If you should come downstairs the day after Halloween and find that some pranksters had drawn ugly caricatures on your windowpanes and hung hideous pictures on your living-room walls, what would you do? Certainly you would take down the pictures and scrub the windows until all traces of the prank were gone. We love our homes, so we refuse to have therein pictures of unloveliness. We also know that there is no law that requires us to tolerate such pictures in our homes.
But how about our mental homes? What sort of pictures are we accepting there? If there be those that are not inspiring and uplifting, shall we not eliminate them before they discourage and vex us and others? Shall we not wash our mental windows clean, that the sunlight of Truth and Love may shine through into our human experience? The Christian Scientist goes about this task by realizing that God is the one perfect Mind, which creates only beautiful images of thought.

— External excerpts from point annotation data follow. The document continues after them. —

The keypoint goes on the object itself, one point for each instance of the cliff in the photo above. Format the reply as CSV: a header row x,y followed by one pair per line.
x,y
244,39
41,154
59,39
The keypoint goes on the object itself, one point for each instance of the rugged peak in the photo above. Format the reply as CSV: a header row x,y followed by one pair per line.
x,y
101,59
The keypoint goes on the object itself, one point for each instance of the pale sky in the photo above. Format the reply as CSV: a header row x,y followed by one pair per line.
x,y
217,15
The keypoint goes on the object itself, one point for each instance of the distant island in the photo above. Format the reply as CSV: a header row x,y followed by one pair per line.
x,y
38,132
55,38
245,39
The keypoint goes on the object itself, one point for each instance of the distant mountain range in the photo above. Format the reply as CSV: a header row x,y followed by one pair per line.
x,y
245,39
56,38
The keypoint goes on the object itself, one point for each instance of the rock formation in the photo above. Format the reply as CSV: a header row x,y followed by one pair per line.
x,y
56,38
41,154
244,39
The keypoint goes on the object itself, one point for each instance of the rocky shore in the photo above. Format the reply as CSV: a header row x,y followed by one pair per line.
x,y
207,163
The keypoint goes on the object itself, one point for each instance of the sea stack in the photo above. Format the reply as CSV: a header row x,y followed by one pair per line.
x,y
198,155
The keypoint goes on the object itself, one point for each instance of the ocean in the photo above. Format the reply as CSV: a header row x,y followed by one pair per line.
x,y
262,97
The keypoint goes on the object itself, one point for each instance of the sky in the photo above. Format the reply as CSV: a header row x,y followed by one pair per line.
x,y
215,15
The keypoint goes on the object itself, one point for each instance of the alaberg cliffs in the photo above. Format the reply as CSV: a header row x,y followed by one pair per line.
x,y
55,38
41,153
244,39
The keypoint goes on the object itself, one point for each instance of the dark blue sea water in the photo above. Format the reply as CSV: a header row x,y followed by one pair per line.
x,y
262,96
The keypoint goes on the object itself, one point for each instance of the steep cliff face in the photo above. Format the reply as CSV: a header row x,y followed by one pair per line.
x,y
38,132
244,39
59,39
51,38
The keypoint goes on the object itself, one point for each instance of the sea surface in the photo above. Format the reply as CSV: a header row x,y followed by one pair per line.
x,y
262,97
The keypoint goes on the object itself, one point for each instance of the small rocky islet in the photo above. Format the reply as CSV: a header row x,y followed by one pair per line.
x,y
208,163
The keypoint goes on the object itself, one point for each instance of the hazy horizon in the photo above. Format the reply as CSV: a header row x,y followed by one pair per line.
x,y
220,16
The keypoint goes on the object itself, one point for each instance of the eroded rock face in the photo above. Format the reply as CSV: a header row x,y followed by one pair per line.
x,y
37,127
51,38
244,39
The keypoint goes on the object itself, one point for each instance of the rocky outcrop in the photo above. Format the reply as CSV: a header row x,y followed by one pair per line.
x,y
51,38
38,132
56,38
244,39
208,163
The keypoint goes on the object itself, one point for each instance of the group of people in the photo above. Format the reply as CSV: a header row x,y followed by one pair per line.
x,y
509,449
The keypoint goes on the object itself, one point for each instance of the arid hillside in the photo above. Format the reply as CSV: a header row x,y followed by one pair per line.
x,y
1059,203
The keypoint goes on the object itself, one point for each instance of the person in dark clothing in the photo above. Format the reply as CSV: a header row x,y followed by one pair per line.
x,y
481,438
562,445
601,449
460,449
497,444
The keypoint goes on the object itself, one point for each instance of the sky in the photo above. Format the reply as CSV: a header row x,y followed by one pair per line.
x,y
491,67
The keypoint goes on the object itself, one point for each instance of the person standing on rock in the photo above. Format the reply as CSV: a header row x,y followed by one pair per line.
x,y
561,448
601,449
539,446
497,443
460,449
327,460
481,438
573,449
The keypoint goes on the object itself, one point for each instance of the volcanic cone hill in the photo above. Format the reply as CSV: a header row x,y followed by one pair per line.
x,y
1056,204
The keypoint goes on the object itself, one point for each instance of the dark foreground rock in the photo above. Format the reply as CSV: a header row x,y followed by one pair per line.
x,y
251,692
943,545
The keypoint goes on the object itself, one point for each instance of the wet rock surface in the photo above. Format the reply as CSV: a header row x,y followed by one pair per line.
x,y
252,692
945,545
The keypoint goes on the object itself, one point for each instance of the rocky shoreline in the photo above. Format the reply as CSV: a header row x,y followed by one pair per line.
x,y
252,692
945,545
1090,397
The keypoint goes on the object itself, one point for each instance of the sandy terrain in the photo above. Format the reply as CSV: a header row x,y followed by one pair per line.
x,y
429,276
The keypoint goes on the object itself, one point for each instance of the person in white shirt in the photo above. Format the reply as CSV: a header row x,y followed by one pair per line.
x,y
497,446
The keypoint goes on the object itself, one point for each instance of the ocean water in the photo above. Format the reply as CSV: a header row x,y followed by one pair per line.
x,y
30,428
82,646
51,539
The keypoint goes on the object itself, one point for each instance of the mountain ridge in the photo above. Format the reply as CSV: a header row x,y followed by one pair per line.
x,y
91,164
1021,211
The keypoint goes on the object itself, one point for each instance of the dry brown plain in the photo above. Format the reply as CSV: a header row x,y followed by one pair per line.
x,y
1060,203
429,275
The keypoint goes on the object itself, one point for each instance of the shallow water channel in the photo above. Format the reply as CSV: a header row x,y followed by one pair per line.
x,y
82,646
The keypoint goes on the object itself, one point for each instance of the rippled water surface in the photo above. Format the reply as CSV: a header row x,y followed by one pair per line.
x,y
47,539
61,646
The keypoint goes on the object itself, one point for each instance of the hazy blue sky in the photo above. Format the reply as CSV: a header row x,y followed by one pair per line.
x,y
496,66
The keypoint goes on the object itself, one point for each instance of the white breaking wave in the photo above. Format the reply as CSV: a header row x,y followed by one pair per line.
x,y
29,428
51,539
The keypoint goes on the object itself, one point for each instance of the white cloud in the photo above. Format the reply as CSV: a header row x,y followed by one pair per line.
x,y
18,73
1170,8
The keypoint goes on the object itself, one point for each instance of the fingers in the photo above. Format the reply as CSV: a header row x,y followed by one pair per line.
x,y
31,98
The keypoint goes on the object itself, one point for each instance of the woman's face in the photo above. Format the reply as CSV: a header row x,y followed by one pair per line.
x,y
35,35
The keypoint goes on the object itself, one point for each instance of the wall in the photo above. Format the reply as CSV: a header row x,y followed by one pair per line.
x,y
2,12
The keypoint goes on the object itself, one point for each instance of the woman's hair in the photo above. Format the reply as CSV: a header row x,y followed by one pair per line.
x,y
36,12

He knows that man lives, moves, and has his being as the reflection of this perfect Mind. He recognizes that man is the compound idea of God, and he knows that there is no mortal mind to create or entertain ideas unlike God. On the contrary, every unpleasant concept, being unreal, must be relegated to eternal oblivion.
On page 264 of the Christian Science textbook, "Science and Health with Key to the Scriptures," Mary Baker Eddy tells us: "The crude creations of mortal thought must finally give place to the glorious forms which we sometimes behold in the camera of divine Mind, when the mental picture is spiritual and eternal. Mortals must look beyond fading, finite forms, if they would gain the true sense of things. Where shall the gaze rest but in the unsearchable realm of Mind?"